PCA dimension reduction applied across all small-scale data. (a) A scree plot of the cumulative variability explained across components.  (b) Scatterplots of Glucose and the first three principal components.

Figure 9.8: PCA dimension reduction applied across all small-scale data. (a) A scree plot of the cumulative variability explained across components. (b) Scatterplots of Glucose and the first three principal components.

When PCA is applied to the small-scale data, the amount of variation in intensity values across wavelengths can be summarized with a scree plot (Figure 9.8(a)). For these data, 11 components explain approximately 80 percent of the predictor variation, while 33 components explain nearly 90 percent of the variation. The relationships between the response and each of the first three new components are shown in Figure 9.8(b). The new components are uncorrelated and are now an ideal input to any predictive model. However none of the first three components have a strong relationship with the response. When faced with highly correlated predictors, and when the goal is to find the optimal relationship between the predictors and the response, a more effective alternative technique is partial least squares (described in Section 6.3.1.5).

A second approach to reducing correlation is through first-order differentiation within each profile. To compute first-order differentiation, the response at the \((p-1)^{st}\) value in the profile is subtracted from the response at the \(p^{th}\) value in the profile. This difference represents the rate of change of the response between consecutive measurements in the profile. Larger changes correspond to a larger movement and could potentially be related to the signal in the response. Moreover, calculating the first-order difference makes the new values relative to the previous value and removes the relationship with values that are 2 or more steps away from the current value. This means that the autocorrelation across the profile should greatly be reduced. This is directly related to the equation shown in the introduction to this chapter; large positive covariances, such as those seem between wavelengths, can drastically reduce noise and variation in the differences.

Autocorrelations before and after taking derivatives of the spectra.

Figure 9.9: Autocorrelations before and after taking derivatives of the spectra.

Figure 9.9 shows the autocorrelation values across the first 200 lags within the profile for the first day and bioreactor before and after the derivatives were calculated. The autocorrelations drop dramatically, and only first 3 lags have correlations greater than 0.95.

The original profile of the first day of the first small-scale bioreactor and the profile of the baseline corrected, standardized, and first-order differenced version of the same bioreactor are compared in Figure 9.10. These steps shows how the within-spectra drift has been removed and most of the trends that are unrelated to the peaks have been minimized.

Spectra for the first day of the first small-scale bioreactor where the preprocessing steps have been sequentially applied.
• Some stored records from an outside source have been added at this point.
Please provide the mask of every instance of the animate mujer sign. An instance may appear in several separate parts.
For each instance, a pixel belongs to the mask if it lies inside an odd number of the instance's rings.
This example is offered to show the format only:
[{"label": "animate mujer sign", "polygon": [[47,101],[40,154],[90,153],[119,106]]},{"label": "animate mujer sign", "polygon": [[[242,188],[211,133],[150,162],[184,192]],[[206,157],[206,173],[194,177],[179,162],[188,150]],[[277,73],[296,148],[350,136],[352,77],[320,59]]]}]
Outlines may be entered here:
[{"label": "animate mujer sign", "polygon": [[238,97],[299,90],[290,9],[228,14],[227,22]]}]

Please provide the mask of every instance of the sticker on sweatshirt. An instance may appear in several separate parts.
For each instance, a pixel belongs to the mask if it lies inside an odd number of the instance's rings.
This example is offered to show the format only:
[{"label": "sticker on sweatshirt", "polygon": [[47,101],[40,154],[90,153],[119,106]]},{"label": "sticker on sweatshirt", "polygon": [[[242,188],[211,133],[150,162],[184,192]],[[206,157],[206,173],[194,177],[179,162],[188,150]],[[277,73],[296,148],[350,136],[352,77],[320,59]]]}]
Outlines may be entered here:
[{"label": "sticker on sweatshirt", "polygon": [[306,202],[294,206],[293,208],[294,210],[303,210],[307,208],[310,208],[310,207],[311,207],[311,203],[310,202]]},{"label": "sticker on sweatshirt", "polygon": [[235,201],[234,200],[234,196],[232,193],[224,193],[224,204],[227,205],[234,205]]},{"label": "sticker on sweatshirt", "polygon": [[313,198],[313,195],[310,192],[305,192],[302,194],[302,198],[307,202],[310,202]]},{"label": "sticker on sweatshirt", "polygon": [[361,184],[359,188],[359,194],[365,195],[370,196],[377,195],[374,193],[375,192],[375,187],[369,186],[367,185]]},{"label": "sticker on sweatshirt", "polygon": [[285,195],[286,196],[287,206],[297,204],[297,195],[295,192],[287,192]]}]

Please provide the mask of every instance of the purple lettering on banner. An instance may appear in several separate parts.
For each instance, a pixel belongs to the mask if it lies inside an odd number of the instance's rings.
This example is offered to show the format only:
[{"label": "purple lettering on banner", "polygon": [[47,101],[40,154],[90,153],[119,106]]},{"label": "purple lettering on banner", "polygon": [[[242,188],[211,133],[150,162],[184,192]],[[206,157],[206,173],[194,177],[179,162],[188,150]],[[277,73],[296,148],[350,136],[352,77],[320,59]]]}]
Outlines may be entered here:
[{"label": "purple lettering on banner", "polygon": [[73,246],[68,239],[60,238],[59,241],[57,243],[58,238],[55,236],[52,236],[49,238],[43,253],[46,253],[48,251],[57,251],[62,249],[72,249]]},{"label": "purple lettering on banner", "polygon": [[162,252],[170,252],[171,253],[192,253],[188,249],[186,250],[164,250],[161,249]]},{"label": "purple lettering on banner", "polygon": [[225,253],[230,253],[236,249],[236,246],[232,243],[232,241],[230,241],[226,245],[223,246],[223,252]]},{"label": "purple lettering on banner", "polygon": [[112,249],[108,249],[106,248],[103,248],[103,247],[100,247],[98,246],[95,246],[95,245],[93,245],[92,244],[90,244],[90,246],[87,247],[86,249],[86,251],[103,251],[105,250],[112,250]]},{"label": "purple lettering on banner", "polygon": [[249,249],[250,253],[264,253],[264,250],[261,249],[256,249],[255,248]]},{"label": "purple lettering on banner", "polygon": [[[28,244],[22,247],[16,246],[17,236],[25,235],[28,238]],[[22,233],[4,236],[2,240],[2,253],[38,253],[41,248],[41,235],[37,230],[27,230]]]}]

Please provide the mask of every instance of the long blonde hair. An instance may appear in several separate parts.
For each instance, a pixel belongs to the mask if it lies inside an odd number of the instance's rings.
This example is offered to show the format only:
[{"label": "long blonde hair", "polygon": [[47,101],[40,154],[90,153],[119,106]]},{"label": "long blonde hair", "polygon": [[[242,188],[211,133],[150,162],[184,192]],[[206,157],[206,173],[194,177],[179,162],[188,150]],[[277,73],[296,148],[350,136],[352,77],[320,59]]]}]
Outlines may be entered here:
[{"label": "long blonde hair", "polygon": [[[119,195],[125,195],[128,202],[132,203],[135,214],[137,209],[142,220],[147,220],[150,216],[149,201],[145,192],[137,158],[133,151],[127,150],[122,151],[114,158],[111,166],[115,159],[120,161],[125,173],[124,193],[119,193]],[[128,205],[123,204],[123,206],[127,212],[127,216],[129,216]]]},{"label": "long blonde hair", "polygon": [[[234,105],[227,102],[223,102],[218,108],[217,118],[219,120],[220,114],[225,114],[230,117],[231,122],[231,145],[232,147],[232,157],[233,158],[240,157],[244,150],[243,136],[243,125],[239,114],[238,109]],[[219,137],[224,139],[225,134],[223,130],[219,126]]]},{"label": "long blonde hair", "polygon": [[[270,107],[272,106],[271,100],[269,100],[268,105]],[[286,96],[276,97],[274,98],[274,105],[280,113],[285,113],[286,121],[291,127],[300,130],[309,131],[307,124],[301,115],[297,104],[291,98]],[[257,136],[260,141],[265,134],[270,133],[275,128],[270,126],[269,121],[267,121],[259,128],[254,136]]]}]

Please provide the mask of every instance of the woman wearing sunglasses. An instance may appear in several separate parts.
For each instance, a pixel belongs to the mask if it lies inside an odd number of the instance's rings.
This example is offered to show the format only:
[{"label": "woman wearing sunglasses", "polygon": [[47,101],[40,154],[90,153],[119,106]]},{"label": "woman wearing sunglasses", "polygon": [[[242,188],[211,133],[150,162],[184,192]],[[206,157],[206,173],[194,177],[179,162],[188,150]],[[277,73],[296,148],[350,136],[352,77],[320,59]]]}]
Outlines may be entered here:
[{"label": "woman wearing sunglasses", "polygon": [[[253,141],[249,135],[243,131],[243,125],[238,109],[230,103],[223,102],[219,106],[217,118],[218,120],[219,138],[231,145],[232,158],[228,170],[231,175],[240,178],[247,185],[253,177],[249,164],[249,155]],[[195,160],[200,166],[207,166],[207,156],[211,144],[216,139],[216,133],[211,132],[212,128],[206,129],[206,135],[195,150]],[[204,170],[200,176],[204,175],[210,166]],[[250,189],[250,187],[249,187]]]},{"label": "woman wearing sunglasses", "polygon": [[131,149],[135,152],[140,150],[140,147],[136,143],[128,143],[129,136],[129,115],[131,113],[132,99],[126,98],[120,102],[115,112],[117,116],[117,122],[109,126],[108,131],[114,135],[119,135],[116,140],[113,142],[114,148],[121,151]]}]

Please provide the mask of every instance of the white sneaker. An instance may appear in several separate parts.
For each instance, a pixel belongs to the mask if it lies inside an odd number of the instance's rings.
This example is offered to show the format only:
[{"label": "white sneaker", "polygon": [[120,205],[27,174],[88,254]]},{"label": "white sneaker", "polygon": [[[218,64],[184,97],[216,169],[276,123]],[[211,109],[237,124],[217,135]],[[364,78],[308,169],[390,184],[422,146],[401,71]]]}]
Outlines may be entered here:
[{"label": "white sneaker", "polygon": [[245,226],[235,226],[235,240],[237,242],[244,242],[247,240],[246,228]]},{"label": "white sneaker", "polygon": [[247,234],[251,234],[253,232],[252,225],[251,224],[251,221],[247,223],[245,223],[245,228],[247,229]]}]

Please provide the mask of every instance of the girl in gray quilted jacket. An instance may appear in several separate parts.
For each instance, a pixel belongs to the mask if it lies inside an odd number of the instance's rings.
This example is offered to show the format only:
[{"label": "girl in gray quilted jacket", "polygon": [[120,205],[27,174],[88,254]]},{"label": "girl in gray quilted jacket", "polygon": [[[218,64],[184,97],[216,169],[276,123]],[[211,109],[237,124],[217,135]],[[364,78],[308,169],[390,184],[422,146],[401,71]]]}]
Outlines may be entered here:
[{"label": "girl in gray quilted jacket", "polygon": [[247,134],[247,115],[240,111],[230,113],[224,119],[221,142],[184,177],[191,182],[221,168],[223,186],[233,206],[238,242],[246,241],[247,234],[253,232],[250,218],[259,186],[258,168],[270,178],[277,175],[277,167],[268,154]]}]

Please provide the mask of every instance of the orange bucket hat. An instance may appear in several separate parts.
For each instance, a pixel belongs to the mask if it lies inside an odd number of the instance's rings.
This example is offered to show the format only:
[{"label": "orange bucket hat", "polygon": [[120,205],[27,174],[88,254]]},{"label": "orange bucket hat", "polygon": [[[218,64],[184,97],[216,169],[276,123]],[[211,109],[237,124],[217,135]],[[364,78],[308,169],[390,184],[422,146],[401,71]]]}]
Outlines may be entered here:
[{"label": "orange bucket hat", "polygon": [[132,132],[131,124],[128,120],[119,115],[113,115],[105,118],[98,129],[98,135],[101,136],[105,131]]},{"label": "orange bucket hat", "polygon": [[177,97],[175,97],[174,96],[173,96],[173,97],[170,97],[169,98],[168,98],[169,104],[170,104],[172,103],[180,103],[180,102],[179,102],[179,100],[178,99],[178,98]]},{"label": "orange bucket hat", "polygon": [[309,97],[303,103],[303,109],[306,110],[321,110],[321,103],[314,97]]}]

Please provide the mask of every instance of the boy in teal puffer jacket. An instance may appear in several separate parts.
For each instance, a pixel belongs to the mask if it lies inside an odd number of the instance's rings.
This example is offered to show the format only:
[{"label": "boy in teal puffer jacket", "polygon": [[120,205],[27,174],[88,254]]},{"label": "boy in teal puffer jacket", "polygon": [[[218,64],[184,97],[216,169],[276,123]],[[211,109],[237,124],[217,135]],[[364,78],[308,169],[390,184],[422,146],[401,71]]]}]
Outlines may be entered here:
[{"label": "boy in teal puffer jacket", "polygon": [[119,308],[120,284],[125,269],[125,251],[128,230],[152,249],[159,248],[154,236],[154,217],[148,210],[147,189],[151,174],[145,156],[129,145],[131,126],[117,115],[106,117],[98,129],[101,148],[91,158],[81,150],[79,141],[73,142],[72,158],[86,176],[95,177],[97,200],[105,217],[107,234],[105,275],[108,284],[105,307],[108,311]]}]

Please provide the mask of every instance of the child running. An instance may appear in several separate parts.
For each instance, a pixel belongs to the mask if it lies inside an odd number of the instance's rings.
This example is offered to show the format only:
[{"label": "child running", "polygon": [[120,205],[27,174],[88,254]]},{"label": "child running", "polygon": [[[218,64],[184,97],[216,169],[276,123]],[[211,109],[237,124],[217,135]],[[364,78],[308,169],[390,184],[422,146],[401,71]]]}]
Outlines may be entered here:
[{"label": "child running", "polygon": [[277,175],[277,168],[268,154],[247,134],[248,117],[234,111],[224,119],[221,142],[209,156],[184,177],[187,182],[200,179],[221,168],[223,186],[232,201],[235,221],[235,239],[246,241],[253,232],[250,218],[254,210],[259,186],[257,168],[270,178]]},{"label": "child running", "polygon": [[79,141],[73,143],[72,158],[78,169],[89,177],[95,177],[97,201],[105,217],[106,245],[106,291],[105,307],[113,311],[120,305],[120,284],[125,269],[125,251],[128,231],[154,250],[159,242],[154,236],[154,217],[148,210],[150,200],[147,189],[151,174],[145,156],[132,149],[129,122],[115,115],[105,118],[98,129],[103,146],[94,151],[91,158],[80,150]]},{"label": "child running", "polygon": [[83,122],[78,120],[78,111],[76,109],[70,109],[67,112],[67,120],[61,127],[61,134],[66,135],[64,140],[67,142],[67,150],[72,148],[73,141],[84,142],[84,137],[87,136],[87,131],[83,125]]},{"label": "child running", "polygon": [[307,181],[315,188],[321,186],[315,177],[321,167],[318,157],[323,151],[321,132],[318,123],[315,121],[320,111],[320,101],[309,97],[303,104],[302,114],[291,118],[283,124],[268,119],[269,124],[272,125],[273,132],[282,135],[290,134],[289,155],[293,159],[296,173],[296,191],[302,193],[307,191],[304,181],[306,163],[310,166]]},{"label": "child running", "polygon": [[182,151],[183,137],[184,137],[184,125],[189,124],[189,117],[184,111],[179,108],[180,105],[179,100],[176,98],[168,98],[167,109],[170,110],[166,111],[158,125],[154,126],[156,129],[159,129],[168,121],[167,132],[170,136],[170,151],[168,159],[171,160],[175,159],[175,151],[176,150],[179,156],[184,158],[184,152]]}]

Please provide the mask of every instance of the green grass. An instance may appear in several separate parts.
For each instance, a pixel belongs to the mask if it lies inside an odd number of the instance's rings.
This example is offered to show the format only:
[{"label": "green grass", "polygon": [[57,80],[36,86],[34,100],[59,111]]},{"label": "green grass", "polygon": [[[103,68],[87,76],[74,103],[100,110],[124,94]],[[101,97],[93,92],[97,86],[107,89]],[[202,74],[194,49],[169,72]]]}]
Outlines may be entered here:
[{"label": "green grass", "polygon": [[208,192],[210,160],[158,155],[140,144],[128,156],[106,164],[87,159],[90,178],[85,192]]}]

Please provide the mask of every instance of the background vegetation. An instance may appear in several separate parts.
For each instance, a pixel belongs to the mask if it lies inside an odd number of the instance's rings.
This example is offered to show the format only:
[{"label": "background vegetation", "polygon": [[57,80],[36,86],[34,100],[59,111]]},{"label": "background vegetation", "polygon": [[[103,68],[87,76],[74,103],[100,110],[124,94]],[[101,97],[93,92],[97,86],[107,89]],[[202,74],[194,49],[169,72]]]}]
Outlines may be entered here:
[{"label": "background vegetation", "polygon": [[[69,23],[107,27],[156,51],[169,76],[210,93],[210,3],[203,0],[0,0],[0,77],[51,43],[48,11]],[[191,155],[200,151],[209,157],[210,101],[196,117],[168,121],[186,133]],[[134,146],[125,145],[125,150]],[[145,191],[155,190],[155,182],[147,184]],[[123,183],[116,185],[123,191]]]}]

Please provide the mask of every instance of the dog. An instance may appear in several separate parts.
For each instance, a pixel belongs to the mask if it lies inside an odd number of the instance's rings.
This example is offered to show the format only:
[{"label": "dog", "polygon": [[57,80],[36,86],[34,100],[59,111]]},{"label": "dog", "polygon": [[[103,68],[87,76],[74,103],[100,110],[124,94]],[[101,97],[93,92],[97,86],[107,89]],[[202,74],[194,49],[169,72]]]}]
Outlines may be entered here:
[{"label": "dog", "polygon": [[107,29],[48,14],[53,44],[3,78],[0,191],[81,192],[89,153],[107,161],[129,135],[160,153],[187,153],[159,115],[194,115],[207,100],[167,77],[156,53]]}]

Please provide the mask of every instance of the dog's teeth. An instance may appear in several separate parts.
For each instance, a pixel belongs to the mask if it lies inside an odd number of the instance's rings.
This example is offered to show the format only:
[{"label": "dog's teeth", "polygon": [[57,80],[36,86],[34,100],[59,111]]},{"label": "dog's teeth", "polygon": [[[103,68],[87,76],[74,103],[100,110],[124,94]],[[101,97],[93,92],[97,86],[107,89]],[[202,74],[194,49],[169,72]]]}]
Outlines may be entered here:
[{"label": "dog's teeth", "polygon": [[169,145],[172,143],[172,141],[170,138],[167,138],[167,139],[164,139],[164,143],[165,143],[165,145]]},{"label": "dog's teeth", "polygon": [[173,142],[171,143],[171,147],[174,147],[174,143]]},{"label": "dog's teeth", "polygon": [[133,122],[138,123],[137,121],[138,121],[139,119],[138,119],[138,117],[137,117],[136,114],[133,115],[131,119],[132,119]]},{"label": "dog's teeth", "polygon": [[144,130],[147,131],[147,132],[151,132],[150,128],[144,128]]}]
Figure 9.10: Spectra for the first day of the first small-scale bioreactor where the preprocessing steps have been sequentially applied.

While the number of lagged differences that are highly correlated is small, these will still pose a problem for predictive models. One solution would be to select every \(m^{th}\) profile, where \(m\) is chosen such that the autocorrelation at that lag falls below a threshold such as 0.9 or 0.95. Another solution would be to filter out highly correlated differences using the correlation filter (Section 2) across all profiles.